Information security is based on three key tenets, namely the Confidentiality, Integrity and Availability of data. Business continuity is all about ensuring the Availability of data. 

Business continuity includes Disaster Recovery, which is generally seen as getting your IT back up and running. Business continuity also includes things like making sure your staff know where to go if they can’t get to your office, making sure key office space is available when you need it including desks and chairs, making sure that things like Health and Safety requirements at any alternate location are taken into account – and so on…

So what do we need to think about in terms of cyber security? Well, you may not have all staff working at an alternate site, and they may not be using equipment that is familiar to them. You may have had to rebuild networks and servers, but have you also made sure that users only have access to the systems and data they need access to? In your normal place of work, if you restricted access to removable media, are the same controls in place at your new location? What about physical access to your new premises? Is that controlled?
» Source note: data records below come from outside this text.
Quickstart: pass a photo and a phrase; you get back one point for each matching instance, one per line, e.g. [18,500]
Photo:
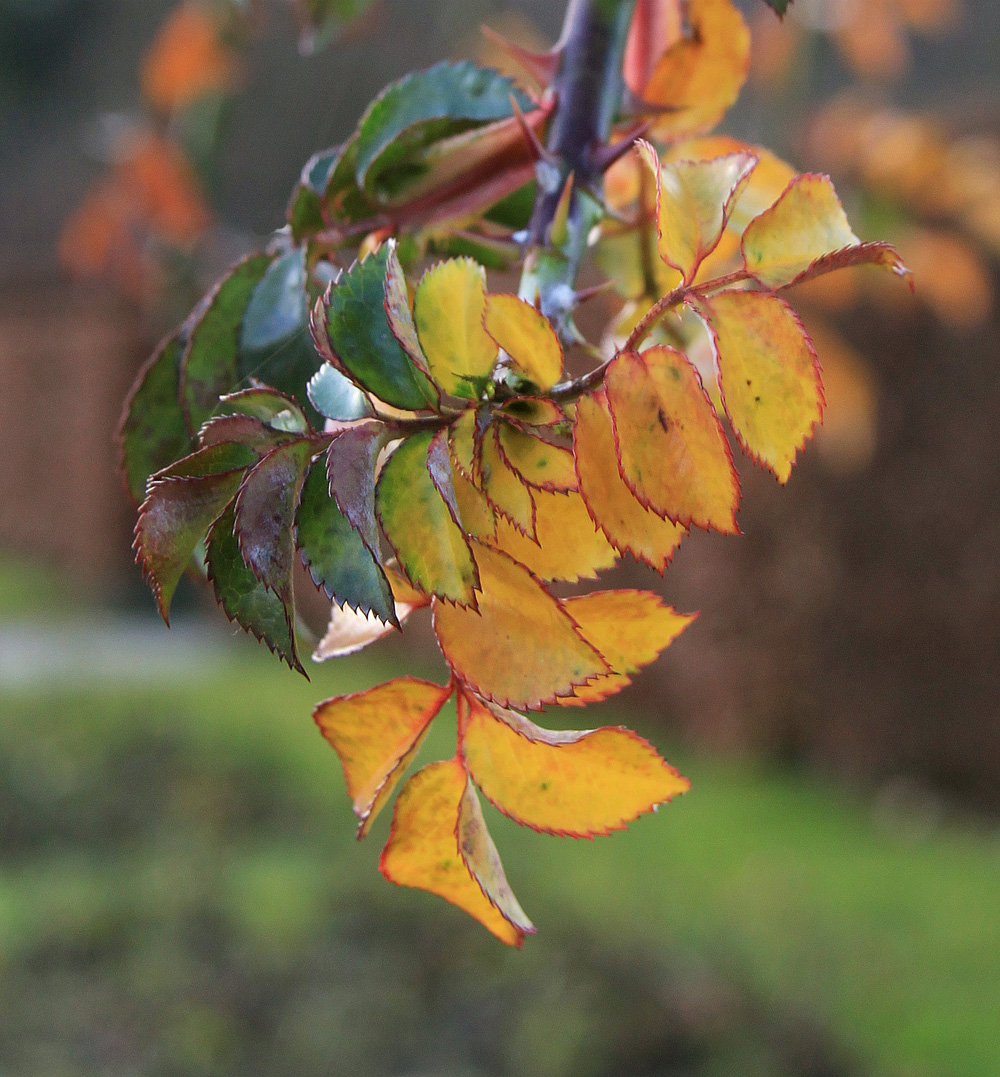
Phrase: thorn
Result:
[530,137]
[603,156]
[540,66]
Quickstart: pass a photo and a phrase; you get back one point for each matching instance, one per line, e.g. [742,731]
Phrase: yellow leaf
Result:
[449,308]
[702,74]
[629,629]
[423,850]
[768,374]
[527,337]
[538,462]
[567,544]
[630,527]
[805,233]
[377,733]
[672,450]
[520,648]
[483,862]
[573,783]
[504,488]
[693,201]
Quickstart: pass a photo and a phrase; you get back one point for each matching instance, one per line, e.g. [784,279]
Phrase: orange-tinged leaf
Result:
[567,544]
[629,629]
[693,201]
[701,75]
[805,233]
[538,462]
[420,525]
[423,850]
[449,308]
[504,488]
[187,59]
[377,733]
[527,337]
[768,374]
[483,862]
[520,648]
[629,526]
[573,783]
[672,451]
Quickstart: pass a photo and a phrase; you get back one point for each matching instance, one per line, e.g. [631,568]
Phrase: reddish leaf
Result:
[573,783]
[769,376]
[629,526]
[265,515]
[672,450]
[520,648]
[377,733]
[423,849]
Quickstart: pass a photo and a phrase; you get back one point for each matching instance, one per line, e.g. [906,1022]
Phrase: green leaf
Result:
[336,396]
[153,432]
[305,212]
[335,555]
[424,107]
[181,504]
[244,599]
[276,409]
[361,343]
[211,362]
[265,516]
[279,306]
[420,525]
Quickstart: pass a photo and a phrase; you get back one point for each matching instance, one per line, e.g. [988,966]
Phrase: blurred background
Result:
[180,892]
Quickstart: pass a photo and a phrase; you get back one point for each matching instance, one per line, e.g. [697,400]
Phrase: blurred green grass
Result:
[128,803]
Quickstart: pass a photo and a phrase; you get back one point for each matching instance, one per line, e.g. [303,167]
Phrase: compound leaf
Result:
[573,783]
[210,366]
[769,376]
[423,849]
[519,648]
[421,527]
[629,628]
[567,544]
[527,337]
[672,450]
[376,733]
[335,554]
[448,309]
[265,516]
[693,201]
[629,526]
[244,599]
[806,233]
[353,334]
[153,432]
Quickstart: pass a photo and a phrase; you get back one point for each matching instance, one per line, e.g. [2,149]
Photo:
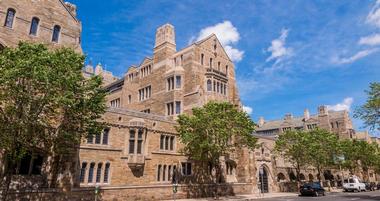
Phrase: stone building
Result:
[338,122]
[140,149]
[51,22]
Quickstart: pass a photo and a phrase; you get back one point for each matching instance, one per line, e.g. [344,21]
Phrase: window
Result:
[209,85]
[167,142]
[146,111]
[82,172]
[98,172]
[97,138]
[105,135]
[91,172]
[132,141]
[170,83]
[145,93]
[34,26]
[170,108]
[186,168]
[164,173]
[178,81]
[139,140]
[115,103]
[56,33]
[159,172]
[106,173]
[90,138]
[10,18]
[178,107]
[171,143]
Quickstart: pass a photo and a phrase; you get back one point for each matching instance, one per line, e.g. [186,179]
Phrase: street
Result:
[365,196]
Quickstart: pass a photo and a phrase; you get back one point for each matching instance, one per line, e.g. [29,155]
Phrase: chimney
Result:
[306,114]
[261,121]
[72,8]
[164,46]
[322,110]
[288,116]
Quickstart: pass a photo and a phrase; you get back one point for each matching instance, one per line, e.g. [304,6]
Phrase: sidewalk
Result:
[244,197]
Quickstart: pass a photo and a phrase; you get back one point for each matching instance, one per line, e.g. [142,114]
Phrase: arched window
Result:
[10,17]
[98,172]
[34,26]
[209,85]
[91,173]
[159,172]
[82,172]
[56,33]
[106,173]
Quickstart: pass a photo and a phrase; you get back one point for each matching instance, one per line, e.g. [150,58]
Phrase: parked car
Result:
[370,186]
[313,189]
[354,184]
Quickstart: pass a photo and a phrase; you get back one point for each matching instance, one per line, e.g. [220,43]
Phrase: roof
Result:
[296,121]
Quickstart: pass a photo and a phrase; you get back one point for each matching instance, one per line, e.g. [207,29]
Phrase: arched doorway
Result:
[263,179]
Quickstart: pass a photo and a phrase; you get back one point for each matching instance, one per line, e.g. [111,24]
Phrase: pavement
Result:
[330,196]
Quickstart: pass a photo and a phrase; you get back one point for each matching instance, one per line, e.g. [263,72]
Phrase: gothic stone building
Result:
[139,151]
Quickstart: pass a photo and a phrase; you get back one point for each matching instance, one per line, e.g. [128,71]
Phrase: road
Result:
[363,196]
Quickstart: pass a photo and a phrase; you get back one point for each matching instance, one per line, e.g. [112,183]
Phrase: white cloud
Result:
[247,109]
[345,105]
[357,56]
[227,34]
[372,40]
[278,49]
[374,16]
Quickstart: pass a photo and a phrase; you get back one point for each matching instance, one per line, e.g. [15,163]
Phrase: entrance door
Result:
[264,181]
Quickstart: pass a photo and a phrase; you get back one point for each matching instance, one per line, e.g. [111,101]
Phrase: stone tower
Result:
[165,43]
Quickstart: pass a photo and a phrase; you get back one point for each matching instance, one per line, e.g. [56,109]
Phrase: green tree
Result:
[46,105]
[322,149]
[370,111]
[292,145]
[213,131]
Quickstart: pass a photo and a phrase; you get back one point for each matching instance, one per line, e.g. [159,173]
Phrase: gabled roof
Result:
[297,121]
[217,40]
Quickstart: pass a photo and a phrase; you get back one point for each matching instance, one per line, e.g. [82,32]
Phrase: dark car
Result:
[313,189]
[370,186]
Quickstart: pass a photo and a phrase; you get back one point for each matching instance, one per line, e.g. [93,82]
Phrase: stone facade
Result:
[141,148]
[16,18]
[338,122]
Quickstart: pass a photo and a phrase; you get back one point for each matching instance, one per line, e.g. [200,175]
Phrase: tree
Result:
[214,131]
[322,149]
[292,145]
[46,105]
[370,111]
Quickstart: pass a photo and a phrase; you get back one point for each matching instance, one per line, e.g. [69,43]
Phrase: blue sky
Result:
[289,55]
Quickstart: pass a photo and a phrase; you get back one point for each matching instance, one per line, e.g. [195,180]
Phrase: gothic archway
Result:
[263,179]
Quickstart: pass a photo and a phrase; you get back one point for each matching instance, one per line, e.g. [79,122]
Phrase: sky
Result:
[289,55]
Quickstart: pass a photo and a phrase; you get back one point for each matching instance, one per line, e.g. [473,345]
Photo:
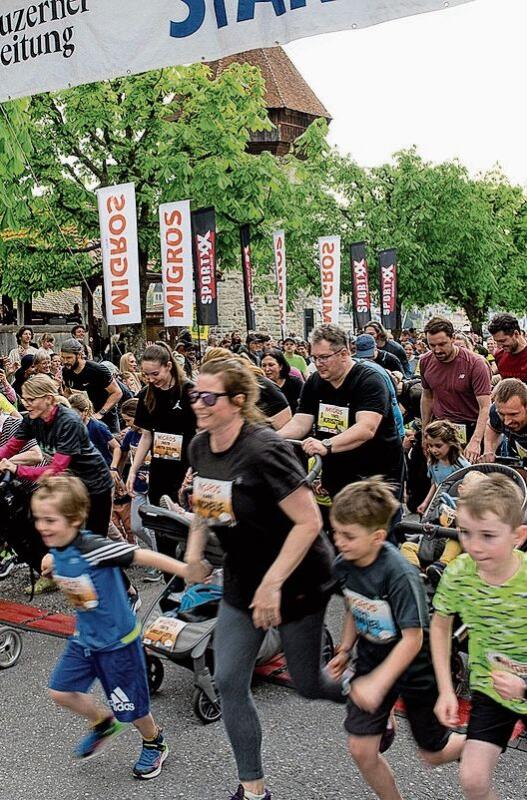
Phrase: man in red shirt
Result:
[456,386]
[511,357]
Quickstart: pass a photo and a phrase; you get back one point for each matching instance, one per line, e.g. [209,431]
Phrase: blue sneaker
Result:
[99,738]
[150,762]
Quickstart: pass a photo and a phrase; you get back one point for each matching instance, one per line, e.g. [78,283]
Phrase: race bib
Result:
[373,618]
[498,661]
[167,446]
[80,591]
[461,431]
[212,501]
[163,633]
[332,419]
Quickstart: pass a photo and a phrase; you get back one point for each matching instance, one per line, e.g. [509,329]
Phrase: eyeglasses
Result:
[207,398]
[323,359]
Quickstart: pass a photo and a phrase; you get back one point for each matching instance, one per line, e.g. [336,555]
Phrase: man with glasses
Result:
[348,405]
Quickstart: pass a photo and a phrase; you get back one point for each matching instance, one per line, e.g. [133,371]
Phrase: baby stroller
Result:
[179,625]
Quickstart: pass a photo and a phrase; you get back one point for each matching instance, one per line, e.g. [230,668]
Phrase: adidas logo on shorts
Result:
[120,701]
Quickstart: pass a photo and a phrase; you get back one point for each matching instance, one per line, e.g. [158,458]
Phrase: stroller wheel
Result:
[328,648]
[10,647]
[205,710]
[155,672]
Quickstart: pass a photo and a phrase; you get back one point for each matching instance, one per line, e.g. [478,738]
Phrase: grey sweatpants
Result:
[236,645]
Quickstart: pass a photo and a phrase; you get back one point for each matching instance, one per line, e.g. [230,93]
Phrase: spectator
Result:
[456,386]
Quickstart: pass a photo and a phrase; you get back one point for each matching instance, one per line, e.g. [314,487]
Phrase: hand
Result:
[473,450]
[366,693]
[335,668]
[46,566]
[266,606]
[508,686]
[487,458]
[197,571]
[313,447]
[447,709]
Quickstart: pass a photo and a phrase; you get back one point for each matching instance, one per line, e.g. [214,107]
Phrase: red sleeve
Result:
[12,447]
[59,463]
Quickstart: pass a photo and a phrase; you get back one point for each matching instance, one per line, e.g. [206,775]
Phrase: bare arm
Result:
[473,448]
[447,705]
[282,418]
[302,510]
[298,427]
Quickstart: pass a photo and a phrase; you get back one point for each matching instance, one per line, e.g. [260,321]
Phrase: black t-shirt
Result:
[385,598]
[335,410]
[272,400]
[389,361]
[292,389]
[66,434]
[172,424]
[239,490]
[93,379]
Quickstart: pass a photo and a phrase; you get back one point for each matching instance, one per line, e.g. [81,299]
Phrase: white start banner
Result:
[176,262]
[281,277]
[120,253]
[56,44]
[329,255]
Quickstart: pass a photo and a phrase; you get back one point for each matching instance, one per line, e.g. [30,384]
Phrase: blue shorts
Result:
[121,672]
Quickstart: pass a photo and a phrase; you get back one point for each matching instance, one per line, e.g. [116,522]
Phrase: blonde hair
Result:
[447,433]
[237,379]
[79,401]
[41,386]
[495,494]
[69,494]
[370,503]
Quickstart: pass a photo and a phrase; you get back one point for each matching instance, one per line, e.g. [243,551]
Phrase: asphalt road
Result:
[304,743]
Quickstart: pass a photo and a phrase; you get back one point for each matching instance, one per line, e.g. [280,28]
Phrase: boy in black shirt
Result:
[387,619]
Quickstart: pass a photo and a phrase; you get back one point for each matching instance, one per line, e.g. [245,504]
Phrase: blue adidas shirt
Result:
[88,571]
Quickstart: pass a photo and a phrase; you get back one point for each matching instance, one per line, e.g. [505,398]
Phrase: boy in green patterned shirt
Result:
[487,587]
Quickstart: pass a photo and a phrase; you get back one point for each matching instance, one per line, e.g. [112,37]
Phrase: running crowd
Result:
[392,421]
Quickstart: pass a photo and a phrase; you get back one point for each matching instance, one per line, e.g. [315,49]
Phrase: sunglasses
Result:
[207,398]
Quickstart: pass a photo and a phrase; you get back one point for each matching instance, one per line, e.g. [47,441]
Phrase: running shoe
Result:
[7,566]
[240,794]
[150,762]
[153,575]
[42,586]
[434,572]
[99,738]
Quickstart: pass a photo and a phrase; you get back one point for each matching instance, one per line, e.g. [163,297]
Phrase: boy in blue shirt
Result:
[387,619]
[106,643]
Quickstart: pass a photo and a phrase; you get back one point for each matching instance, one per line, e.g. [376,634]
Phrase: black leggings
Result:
[236,646]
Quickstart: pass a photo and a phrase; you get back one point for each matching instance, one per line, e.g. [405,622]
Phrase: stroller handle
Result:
[427,529]
[316,469]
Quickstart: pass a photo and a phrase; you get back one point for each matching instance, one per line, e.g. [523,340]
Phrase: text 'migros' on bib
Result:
[332,419]
[167,446]
[212,501]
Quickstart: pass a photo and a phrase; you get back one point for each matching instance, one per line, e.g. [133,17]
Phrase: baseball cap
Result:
[365,345]
[71,346]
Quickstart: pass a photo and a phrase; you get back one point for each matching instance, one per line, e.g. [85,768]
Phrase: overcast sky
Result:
[451,82]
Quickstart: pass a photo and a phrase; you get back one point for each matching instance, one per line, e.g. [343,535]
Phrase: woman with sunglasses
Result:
[167,421]
[250,489]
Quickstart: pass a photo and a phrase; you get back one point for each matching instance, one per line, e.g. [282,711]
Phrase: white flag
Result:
[329,254]
[281,277]
[53,45]
[176,261]
[120,253]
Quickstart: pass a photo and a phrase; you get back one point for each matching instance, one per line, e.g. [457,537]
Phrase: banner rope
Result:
[50,210]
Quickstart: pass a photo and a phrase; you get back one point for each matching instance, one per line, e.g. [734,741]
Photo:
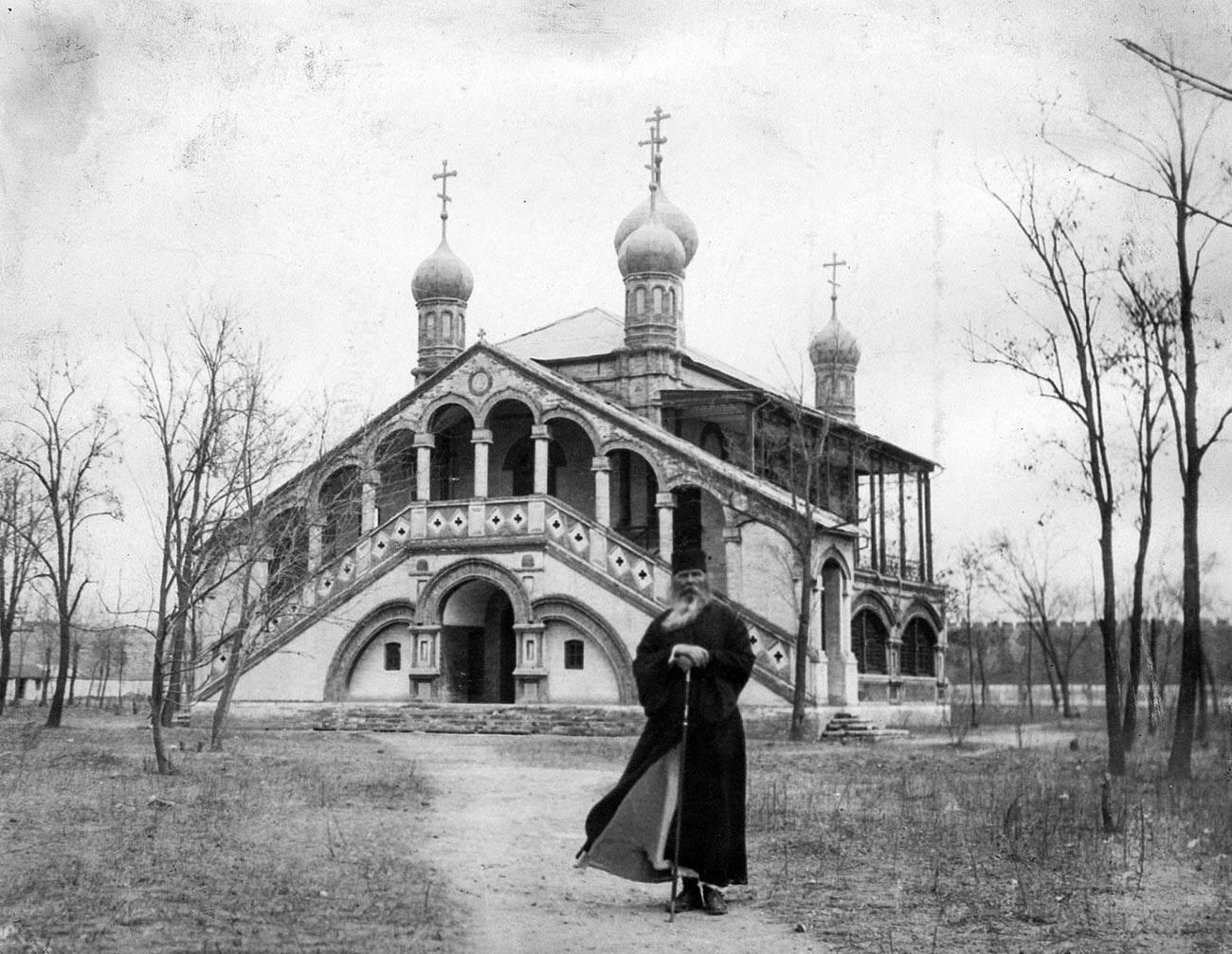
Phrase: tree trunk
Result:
[173,699]
[5,666]
[1181,759]
[47,678]
[971,673]
[77,657]
[1154,693]
[799,692]
[156,704]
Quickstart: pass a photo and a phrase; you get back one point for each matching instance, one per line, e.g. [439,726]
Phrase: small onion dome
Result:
[443,275]
[833,345]
[668,214]
[652,247]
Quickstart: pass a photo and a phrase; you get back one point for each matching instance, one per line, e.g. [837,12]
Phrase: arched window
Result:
[919,645]
[869,639]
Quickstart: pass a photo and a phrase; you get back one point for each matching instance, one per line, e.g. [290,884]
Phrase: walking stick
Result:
[680,804]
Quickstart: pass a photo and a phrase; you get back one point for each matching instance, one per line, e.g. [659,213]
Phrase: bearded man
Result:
[631,831]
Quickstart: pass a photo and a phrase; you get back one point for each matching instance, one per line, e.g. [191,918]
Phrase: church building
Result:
[503,533]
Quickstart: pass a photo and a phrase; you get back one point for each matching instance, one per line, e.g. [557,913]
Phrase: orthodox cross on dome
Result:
[444,175]
[833,265]
[654,142]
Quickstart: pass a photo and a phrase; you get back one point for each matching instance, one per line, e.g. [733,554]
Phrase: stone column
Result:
[541,436]
[424,443]
[665,505]
[732,549]
[369,505]
[480,439]
[602,467]
[315,542]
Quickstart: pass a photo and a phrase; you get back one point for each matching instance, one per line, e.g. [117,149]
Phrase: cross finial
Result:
[654,142]
[444,194]
[833,265]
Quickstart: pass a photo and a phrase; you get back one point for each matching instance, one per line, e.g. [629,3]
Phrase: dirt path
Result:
[505,835]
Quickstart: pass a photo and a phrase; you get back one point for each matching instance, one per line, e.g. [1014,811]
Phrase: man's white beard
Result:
[685,608]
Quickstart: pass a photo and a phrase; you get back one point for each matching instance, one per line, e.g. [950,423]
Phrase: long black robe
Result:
[631,817]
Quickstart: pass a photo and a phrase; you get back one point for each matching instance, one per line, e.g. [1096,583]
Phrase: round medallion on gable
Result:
[480,382]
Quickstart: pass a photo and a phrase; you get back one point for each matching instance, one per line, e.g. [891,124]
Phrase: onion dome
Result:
[652,247]
[443,275]
[833,345]
[672,217]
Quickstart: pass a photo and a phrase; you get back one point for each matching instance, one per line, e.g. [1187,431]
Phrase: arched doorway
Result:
[870,640]
[698,525]
[452,472]
[632,490]
[395,464]
[340,502]
[479,646]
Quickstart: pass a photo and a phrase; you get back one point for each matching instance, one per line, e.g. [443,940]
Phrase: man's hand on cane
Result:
[688,655]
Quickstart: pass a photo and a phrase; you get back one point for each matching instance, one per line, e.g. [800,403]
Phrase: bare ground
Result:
[505,837]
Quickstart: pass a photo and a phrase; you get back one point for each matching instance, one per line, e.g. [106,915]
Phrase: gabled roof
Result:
[598,333]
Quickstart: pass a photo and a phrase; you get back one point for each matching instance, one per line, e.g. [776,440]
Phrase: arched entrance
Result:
[479,646]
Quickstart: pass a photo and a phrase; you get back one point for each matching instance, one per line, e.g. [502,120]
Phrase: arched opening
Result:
[510,423]
[698,523]
[571,477]
[395,465]
[341,502]
[479,645]
[830,604]
[452,474]
[869,642]
[919,649]
[632,489]
[380,671]
[287,534]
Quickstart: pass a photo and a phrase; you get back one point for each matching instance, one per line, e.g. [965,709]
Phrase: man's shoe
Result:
[690,897]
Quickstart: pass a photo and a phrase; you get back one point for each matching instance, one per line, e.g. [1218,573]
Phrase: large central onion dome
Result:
[668,214]
[443,275]
[833,345]
[652,247]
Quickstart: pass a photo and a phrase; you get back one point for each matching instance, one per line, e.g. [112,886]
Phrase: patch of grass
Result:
[288,841]
[927,846]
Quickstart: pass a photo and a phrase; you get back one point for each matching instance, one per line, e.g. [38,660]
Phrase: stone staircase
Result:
[619,564]
[844,727]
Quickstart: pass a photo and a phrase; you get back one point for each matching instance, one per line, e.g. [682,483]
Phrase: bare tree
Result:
[1024,574]
[1142,304]
[21,531]
[1067,356]
[969,575]
[217,436]
[1175,165]
[64,451]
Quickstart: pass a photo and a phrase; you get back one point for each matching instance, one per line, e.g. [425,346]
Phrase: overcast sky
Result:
[279,156]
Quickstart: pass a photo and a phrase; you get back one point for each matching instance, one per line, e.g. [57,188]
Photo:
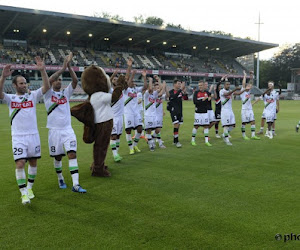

If users are accessing systems using remote access solutions, have those solutions been tested to ensure data isn’t able to leak?  

Good practice would be to test your business continuity plans on a regular basis. This may be through some sort of tabletop exercise i.e. you get all interested / responsible parties together and talk through what would happen and how if there was disruption at your normal offices. This is a good thing to do, but if possible your should physically test your plans too. Try getting your staff to go to your alternate site, and see if they can do their jobs from there. That’s a great way of checking your IT and communications are in place and working as expected.

The most important thing to remember if you do test things out is that it’s OK to fail. In fact, expect to fail. It’s better to find out where any issues are at this stage rather than when you need them in anger.